The nuclear peace theory is one of the recent explanations for the lack of major power war since WWII(conviently ignoring of course the Korean War and the Sino-Soviet Border Conflict). According to proponents of this theory, the reason the cold war did not go hot is because of the presence of nuclear weapons made war too risky. Now if you only had a simple view of the world that may seem like an easy explanation, but its not true.

First two quick facts:

1) The presence of more powerful weapons has never deterred war in history. See the invention of the machine gun and strategic bombing.

2) If MAD was the deterrant for the use of nuclear weapons, why has no nation used nuclear weapons on a nation that doesn't have it? A sense of fairness?

Now having put those hear are the real reasons the Cold War didn't go hot:

1) Neither side wanted it. The idea of world communism died with Trostky, from Stalin through Gorbachev the Soviets had no desire to fight for a world communist movement. Yes, they would support communist parties in order to increase their own power (all the communist groups they supported were Lennist and aligned with the USSR, they weren't too keen on supporting Maoists), but they had no desire to risk their power by starting a major war. And the US had rhetoric about supporting the cause of Capitalism and wnt to war to stop the spread of communism, but since Truman had a policy of containment not removal. In the end no war happened, because neither side really wanted to go to war with the other.

2) Americans believed the Soviets would win, the Soviets knew they would lose. What is interesting about the Cold War is that neither side believed it would win a hot war. NATO intelligence about the Soviets was lacking and because of various reasons NATO vastly overestimated the power of the Soviet Union. After the Cold War, NATO was suprised at how poor of a state the Soviet forces were and how many were paper divisions. The Soviets themselves knew they would lose a long hot war. They had an initial advantage, but they had fewer total forces than NATO, a smaller population, and a much weaker economy. The Soviets spent around 25% of their GDP on defense during the Cold War, while the US spent around 4-5% of its GDP and still had around the same amount of dollars spent. The Soviets knew in a long war NATO's advantages of economy and population would win. So the second reason the war didn't happen is that both sides thought they would lose and no one begins a war they think would lose.

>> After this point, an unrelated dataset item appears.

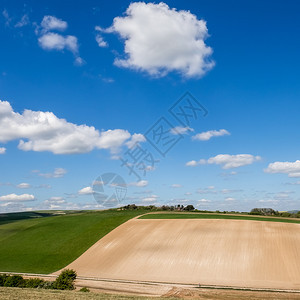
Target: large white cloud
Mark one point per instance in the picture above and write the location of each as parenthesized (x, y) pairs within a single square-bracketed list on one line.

3) Warsaw Pact unrest and American democracy. No president in the US wanted to be the one who started a shooting war, as they high casaulties would likely cause him to lose re-election and his part would lose seats in Congress. There is a reason it took so long to enter the World Wars. And in most of the Warsaw Pact the Communist governments were very unpopular. Much of the Warsaw Pact was kept in line through threat of the use of force. A war would move many of those forces out of the disloyal regions, and any loss would remove the veneer of Soviet Invincibility.